I don't quite understand this statement. When does radioactive material "stop" being radioactive? I guess you're referring to a decay in radioactivity graph.
First of all, like most exponential decay graphs, it's sketched in a log-log scale, which accentuates changes on different time and magnitude orders. This can be quite confusing.
Usually, once 7 "half-lives" have passed the decay is "over" for all practical purposes. It seems to me nuclear waste half-life is of the order of a few years, decades at most (see this non-log graph).
One can argue it is still long enough a time to create a catastrophe...
I understand that it depends on what elements of the waste you're talking about exactly.
For someone like me, who doesn't know much about this (hey, I was just quoting Nick!) it's not so easy to get the overall picture. I mean you google it and find something that looks like authorative information, but who runs the site? most sites have agendas, even if they pretend not to.

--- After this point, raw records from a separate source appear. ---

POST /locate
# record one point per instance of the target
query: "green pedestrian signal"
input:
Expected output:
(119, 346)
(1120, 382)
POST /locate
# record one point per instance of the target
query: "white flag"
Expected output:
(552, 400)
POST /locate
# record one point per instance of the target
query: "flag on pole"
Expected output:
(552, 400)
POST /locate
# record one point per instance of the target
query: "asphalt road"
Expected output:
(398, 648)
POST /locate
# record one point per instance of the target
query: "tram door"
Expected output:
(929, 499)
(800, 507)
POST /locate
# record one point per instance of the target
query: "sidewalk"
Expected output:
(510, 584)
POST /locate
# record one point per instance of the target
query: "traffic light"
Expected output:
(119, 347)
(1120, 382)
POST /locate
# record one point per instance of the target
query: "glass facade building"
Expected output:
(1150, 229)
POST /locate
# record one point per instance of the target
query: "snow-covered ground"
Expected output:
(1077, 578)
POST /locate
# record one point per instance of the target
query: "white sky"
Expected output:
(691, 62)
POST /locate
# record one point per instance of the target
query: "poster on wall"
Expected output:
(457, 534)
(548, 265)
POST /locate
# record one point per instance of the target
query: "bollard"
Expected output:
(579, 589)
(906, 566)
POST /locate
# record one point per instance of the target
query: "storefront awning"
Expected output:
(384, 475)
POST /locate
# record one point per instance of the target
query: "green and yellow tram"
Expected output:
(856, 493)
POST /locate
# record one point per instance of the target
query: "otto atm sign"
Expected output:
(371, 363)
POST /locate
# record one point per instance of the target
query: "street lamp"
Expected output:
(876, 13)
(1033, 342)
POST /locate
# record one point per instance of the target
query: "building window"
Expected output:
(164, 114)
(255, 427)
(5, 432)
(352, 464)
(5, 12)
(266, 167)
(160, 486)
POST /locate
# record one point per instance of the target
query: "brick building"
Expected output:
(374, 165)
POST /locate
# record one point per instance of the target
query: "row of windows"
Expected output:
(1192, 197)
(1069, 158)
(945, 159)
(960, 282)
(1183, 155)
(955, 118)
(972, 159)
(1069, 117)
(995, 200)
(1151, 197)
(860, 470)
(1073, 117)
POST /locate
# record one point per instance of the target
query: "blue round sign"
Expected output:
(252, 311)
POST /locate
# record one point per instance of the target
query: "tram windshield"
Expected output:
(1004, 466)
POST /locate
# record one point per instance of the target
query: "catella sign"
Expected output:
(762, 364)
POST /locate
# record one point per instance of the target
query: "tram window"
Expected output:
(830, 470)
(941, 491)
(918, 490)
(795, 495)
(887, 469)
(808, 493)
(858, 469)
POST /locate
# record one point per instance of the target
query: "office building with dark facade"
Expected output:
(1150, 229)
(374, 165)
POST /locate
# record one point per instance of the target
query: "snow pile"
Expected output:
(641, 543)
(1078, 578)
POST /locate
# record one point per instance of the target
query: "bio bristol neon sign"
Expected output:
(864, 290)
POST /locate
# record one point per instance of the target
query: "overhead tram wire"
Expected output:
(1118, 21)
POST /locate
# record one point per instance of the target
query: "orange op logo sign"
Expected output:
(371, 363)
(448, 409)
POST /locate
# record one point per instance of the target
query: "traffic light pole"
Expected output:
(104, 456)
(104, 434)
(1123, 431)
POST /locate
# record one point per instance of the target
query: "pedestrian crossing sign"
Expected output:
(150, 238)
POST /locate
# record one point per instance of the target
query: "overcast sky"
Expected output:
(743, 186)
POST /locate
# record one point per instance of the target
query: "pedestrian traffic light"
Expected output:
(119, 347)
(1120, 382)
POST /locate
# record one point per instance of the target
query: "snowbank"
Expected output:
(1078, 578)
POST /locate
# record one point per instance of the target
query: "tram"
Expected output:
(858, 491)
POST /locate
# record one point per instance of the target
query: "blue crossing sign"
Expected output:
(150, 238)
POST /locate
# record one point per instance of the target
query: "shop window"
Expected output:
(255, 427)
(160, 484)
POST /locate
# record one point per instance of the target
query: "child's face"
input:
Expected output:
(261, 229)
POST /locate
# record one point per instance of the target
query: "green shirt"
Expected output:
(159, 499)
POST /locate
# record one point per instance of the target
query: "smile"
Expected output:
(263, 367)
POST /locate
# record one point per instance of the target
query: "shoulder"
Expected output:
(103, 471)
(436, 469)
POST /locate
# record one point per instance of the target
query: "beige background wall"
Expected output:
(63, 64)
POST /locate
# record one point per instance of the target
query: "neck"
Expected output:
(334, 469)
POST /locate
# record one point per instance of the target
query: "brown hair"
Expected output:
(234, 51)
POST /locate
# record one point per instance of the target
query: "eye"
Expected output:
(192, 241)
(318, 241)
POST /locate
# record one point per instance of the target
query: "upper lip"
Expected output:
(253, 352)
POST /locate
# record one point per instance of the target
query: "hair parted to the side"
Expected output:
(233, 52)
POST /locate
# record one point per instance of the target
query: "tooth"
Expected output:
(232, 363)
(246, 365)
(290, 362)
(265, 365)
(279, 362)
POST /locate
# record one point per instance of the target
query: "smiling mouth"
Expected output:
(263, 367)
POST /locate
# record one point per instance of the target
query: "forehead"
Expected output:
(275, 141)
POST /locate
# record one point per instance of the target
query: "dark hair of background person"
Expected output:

For example the graph you brought is from www.world-nuclear.org - hmmm, I wonder what their point would be.
However even they say that 3 percent remain highly radioactive for long-term - more than decades, but they don't write for how long. All other places I looked at spoke of hazzard of thousands of years - again for specific elements of the waste. The 24k years number refers to Plutonium-239, which is the basic nuclear fisson fuel (so there's large stocks of the stuff, in the US and Russia and... probably a small pile in the Negev). I couldn't understand if this isotype is also found in the waste proudcts.
Anyway, three percent sound bad enough for me. Just imagine this was the main source of energy.
But you're right, even ten years is bad enough. See the greenpeace report on the russian city of Mayak
http://archive.greenpeace.org/mayak/
more links:
http://www.radwaste.org/
is very technical and clearly tries to be as 'objective' as possible.
Also check the Wikipedia site on plutonium which I think you'll like
http://en.wikipedia.org/wiki/Plutonium
and just to make clear, yes I was refering to half-life, 24k years is plutonium239 half-life.
Just acting as the devil's advocate...
please do! it's good... you know well that I don't have a clue about half the things i'm writing.